Dass bei ungünstigem Wetter und nach der Trainingspause zu Weihnachten noch keine Höchstleistungen zu erwarten sind, war vorher schon klar, als die Leistungsträger vom MTV Soltau zum traditionellen Winterwurf-Testwettkampf auf eigener Anlage und zum Hallensportfest nach Hannover fuhren. Kalt und regnerisch stellte sich das Wetter für den Diskus- und Speerwurf in Soltau dar. Sieben Teilnehmer des MTV Soltau und fünf Kampfrichter, unter anderem die drei frisch ausgebildeten Obleute Kerstin Willnat, Rolf Carls und Hermann Cohrs aus Munster, fanden sich auf den Wurfanlagen im Hindenburg-Stadion ein, um ohne Konkurrenz aus dem Heidekreis zunächst den Speer an weite Flüge zu gewöhnen. Dies gelang am besten dem Spezialisten Tamino Willnat, der mit 43,13 Metern die Tagesbestweite erzielte, aber rund acht Meter unter seiner letztjährigen Bestleistung blieb. Ihm am nächsten kamen in der Männerklasse Martin Bargmann mit 39,56 Metern, in der Klasse M60 Rolf Carls mit 33,98 Metern und in der Klasse U18 Tjorben Mayer mit 33,30 Metern. Annika Mayer, im ersten Jahr der Frauenklasse angehörend, erzielte beachtliche 26,68 Meter und blieb damit nur knapp unter ihrer letztjährigen Bestleistung.

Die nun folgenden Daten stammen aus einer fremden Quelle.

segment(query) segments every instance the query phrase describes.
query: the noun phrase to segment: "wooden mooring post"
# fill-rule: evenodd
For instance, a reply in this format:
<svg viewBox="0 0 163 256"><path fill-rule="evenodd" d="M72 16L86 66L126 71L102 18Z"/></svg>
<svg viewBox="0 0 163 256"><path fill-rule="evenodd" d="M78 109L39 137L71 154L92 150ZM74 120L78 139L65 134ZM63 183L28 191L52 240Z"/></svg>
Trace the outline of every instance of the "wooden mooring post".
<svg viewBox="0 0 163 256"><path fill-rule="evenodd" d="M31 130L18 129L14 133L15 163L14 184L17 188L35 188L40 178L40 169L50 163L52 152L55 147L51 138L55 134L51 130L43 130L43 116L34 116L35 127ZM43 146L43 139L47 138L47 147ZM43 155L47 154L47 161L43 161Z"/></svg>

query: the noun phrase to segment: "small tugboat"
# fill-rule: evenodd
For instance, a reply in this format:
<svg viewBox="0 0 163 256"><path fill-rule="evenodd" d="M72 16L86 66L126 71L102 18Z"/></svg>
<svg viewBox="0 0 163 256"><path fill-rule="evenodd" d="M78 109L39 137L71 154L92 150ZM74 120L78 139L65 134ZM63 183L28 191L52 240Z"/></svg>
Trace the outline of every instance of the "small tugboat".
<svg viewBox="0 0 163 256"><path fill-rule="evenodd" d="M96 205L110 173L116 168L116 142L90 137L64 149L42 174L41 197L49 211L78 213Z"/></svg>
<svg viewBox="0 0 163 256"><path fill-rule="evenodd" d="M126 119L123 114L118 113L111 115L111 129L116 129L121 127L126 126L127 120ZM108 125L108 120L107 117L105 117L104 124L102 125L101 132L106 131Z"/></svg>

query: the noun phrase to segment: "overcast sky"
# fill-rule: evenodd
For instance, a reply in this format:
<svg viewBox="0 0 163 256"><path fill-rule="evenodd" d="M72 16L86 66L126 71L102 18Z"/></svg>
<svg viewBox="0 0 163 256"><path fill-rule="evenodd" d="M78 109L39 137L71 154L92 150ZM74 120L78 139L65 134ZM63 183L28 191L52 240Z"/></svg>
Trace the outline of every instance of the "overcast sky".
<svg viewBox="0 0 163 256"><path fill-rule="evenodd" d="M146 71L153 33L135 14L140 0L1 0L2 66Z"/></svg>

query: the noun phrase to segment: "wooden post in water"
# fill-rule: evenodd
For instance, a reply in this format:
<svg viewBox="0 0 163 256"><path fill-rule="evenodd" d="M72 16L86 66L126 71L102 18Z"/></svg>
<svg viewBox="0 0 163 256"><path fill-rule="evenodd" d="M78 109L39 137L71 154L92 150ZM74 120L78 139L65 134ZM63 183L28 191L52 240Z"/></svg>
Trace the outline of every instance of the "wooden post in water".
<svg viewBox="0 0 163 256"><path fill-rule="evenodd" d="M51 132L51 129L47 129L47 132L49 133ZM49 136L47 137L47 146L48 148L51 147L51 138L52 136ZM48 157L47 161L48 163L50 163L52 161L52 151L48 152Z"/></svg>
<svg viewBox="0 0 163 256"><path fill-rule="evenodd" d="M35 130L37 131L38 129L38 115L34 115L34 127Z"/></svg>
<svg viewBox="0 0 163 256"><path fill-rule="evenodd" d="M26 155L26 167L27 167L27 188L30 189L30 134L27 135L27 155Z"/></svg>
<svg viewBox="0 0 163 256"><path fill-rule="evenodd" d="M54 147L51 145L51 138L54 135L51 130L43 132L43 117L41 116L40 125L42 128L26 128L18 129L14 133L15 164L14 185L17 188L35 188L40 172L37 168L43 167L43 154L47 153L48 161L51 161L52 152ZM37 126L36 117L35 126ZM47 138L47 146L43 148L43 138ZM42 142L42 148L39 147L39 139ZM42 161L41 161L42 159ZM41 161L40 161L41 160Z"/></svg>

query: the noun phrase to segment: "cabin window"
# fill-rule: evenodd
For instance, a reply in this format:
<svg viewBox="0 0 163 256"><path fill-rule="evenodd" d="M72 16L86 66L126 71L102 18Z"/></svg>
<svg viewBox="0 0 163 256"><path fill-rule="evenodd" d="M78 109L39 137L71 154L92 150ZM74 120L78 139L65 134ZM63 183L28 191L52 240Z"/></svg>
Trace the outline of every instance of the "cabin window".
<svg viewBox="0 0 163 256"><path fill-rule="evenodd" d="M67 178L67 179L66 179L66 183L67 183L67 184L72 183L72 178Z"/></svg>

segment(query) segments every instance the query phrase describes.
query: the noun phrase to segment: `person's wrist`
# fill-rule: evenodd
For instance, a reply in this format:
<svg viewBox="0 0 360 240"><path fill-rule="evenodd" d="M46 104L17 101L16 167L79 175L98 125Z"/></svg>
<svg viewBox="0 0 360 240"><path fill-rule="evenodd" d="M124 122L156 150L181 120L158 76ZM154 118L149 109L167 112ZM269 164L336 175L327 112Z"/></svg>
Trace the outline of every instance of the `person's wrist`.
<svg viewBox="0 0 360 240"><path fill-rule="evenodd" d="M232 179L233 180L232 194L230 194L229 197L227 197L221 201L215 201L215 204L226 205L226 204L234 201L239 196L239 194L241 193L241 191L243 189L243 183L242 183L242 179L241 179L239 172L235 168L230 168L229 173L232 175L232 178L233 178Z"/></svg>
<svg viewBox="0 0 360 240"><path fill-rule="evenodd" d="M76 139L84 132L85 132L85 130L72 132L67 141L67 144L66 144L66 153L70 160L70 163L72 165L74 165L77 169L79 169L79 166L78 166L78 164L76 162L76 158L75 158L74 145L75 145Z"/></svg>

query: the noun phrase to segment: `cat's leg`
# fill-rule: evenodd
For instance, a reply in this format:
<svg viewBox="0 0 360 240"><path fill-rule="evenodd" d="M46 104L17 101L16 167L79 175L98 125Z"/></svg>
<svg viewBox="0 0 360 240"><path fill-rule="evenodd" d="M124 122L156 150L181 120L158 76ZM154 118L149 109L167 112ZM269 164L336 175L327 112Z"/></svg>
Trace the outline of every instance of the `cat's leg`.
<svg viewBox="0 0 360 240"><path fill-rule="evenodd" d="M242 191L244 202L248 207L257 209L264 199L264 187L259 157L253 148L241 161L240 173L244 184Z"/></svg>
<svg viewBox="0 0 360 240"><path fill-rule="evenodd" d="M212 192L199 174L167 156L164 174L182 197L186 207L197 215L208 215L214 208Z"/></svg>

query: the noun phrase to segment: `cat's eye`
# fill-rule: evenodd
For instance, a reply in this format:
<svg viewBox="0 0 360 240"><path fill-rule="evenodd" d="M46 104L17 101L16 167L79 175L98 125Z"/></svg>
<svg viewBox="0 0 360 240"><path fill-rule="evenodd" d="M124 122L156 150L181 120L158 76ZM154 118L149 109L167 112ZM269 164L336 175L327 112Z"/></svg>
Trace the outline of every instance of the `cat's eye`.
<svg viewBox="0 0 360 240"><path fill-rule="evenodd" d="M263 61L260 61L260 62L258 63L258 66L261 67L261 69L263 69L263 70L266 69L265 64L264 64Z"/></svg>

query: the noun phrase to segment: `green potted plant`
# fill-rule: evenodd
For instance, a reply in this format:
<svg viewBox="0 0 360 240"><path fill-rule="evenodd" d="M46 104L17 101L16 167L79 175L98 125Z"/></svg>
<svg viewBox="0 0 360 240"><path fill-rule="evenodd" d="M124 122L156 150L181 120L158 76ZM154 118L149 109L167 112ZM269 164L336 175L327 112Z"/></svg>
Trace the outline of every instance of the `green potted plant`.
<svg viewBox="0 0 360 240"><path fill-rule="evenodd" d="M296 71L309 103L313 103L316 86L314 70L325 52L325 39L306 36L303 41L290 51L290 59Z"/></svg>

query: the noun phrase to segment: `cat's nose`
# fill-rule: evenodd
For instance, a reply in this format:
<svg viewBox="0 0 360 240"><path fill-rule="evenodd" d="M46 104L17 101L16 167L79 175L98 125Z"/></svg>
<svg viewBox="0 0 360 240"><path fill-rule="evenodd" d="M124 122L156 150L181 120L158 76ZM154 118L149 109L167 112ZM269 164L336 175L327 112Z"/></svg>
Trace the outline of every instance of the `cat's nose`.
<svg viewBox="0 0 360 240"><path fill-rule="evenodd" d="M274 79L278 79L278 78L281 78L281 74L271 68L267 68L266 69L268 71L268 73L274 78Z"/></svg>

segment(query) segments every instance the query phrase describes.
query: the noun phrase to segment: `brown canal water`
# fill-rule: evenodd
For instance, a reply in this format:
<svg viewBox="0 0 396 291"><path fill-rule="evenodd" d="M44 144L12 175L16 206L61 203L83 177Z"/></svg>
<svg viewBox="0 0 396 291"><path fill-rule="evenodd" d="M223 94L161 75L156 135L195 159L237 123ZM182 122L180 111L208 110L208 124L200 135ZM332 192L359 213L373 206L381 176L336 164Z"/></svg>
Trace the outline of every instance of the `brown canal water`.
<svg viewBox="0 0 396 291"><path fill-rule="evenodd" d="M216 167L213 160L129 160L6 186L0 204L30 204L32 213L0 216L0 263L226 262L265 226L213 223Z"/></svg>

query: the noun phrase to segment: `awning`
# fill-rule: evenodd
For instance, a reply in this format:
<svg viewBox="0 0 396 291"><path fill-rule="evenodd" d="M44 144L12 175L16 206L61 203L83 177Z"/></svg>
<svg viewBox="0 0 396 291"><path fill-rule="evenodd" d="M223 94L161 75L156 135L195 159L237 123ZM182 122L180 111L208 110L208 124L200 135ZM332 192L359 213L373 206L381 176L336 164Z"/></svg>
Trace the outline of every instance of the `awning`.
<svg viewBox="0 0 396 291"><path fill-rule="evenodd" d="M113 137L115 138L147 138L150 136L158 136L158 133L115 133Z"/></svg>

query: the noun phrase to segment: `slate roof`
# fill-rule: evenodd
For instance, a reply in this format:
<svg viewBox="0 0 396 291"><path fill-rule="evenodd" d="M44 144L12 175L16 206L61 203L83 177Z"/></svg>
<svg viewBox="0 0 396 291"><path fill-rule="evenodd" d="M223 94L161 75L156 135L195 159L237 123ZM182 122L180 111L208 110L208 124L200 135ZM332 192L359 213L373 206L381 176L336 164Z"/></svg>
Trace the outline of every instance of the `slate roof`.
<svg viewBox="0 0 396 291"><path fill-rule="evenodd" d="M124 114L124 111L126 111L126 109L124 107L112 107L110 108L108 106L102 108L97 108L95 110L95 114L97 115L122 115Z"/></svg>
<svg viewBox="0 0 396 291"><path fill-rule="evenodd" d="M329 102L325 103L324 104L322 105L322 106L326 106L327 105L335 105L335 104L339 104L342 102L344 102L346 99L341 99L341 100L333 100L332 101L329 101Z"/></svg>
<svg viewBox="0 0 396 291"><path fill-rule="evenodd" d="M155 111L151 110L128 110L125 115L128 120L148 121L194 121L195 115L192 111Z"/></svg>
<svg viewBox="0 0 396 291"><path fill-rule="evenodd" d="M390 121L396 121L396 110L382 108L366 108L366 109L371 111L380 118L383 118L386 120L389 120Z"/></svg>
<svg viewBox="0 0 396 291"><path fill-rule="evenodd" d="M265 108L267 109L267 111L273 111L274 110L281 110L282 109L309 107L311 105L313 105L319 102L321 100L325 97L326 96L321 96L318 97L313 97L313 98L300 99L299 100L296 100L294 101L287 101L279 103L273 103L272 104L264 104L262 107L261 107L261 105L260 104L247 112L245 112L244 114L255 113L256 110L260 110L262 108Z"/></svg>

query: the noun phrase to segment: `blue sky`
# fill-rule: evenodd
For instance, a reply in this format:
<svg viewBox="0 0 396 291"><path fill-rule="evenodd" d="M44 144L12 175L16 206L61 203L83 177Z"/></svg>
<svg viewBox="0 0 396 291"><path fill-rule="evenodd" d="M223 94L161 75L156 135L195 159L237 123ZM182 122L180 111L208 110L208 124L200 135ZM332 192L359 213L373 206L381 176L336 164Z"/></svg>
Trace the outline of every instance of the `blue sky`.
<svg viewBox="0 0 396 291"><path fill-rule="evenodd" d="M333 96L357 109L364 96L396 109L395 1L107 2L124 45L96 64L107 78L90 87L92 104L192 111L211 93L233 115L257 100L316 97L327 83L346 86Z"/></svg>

Weitere Ergebnisse: Arndt Brümmerhoff (M50) 26,79 Meter und Nikita Polnikov 24,31 Meter. Auch der kalte Diskus, kaum trocken zu halten, wollte noch nicht so recht fliegen, wenn auch Rolf Carls angesichts der Umstände sehr beachtliche 34,33 Meter erzielte. Ihm folgten Tamino Willnat (26,36m), Annika Mayer (24,97m), Martin Bargmann (24,66m), Arndt Brümmerhoff (23,98m), Nikita Polnikov (23,00m) und Tjorben Mayer (21,57m). 

Am Folgetag starteten Martin Bargmann und Arndt Brümmerhoff beim gut besetzten Hallensportfest in Hannover, wobei die fast überall unter besseren Bedingungen trainierende Konkurrenz im Sportleistungszentrum Hannover natürlich nicht schlagbar war. Das Spezialtraining vor Weihnachten war zwar sehr hoffnungsvoll verlaufen, der komplizierte Bewegungsanlauf des Dreisprungs erwies sich jedoch noch nicht als ausreichend gefestigt, weshalb das Ergebnis – Bargmann sprang bei seinem besten Versuch etwa 40 Zentimeter vor dem Balken ab und verpasste mit 11,96 Metern eine neue persönliche Bestleistung, die bisher auf 12,24 Metern steht - ihn nicht befriedigen konnte. Der kürzlich absolvierte Skiurlaub mag wohl ausschlaggebend dafür gewesen sein, dass er auch im Hochsprung mit nicht ganz befriedigenden 1,88 Metern und Rang drei hauptsächlich Anlaufprobleme hatte. Arndt Brümmerhoff hatte das gleiche Problem beim Dreisprung und blieb mit mageren 9,88 Metern deutlich hinter seinem tatsächlichen Leistungsvermögen.